Mevrouw Poleyn, wat ontwikkelingssamenwerking betreft, hebben we ons gefocust. Ik ben zelf naar Mozambique geweest, wat een focusland is voor Vlaanderen en waar nog heel wat werk moet worden verricht. We moeten goed opletten. Er is heel veel nood in heel belangrijke delen van de wereld, maar we moeten, zeker als het over ontwikkelingssamenwerking gaat, ons focussen, om te voorkomen dat onze middelen te verspreid en versnipperd zouden worden, met alle gevolgen van dien.
Ik kan enkel herhalen dat F.I.T. er de nodige aandacht voor heeft, er ook de nadruk op legt en de vinger aan de pols houdt. Ook in Cambodja is er zeker nog heel wat werk te verrichten. Wat de samenwerking met IAO betreft, mevrouw Poleyn, is het antwoord ook positief.

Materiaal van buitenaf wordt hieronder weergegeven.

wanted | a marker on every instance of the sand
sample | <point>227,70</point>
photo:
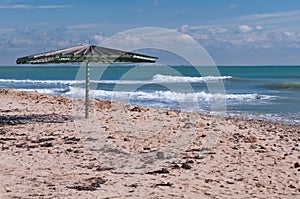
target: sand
<point>45,153</point>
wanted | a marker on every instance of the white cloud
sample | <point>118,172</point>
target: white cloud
<point>245,28</point>
<point>287,33</point>
<point>184,28</point>
<point>258,28</point>
<point>231,6</point>
<point>28,6</point>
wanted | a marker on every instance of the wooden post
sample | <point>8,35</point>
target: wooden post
<point>87,89</point>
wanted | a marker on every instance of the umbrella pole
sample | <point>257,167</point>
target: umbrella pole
<point>87,89</point>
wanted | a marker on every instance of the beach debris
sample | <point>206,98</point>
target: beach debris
<point>260,185</point>
<point>250,139</point>
<point>168,184</point>
<point>160,171</point>
<point>93,184</point>
<point>71,140</point>
<point>48,144</point>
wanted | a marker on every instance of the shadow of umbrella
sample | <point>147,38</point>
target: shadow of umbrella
<point>87,54</point>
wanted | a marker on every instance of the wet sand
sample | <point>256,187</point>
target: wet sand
<point>44,156</point>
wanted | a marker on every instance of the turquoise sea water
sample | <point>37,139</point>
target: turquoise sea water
<point>255,92</point>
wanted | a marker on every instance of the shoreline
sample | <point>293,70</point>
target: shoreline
<point>42,155</point>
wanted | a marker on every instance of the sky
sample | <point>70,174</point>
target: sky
<point>233,32</point>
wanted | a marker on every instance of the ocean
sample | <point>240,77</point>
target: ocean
<point>269,93</point>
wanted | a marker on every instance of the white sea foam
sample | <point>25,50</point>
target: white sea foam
<point>168,78</point>
<point>29,81</point>
<point>169,96</point>
<point>155,79</point>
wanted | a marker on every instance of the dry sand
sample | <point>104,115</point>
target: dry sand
<point>43,155</point>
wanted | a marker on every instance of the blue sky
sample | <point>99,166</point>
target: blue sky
<point>235,32</point>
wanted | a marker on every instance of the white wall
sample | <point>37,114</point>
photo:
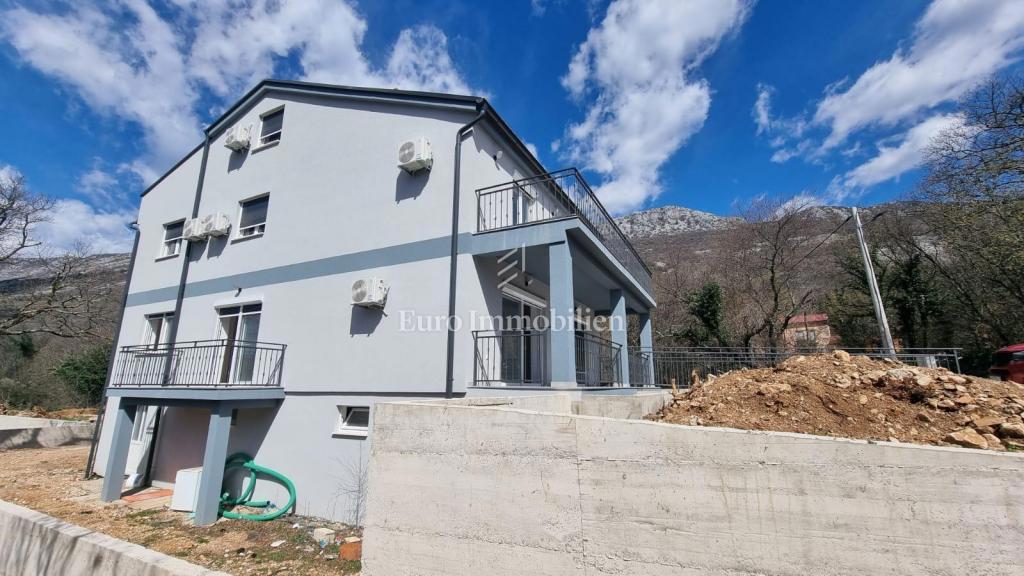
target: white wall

Mevrouw Fientje Moerman : Minister-president, net zoals u heb ik ook al vele tientallen bedrijven bezocht in binnen- en buitenland. In elk van die bedrijven moet je je aanpassen aan de regels die er gelden. Als je ergens een cleanroom bezoekt, krijg je de klassieke fotos van al die witte mannetjes in wegwerpoveralls met de muts met de elastiek. Dat geeft altijd aanleiding tot veel hilariteit en leuke fotos voor de pers. Maar je moet je aanpassen. Ik kan u wel zeggen dat onze delegatie een helm heeft gekregen, maar oordopjes heb ik nooit gezien en veiligheidsschoenen ook niet. Ik ben het gewend om gesloten schoenen te dragen. Ik heb daar ook geen ethische, religieuze of arbeidsrechtelijke bezwaren tegen. Maar dat is niet gebeurd. Dat doet mij vermoeden dat men het misschien inderdaad niet zo nauw neemt.
De voorzitter : De vragen om uitleg zijn afgehandeld.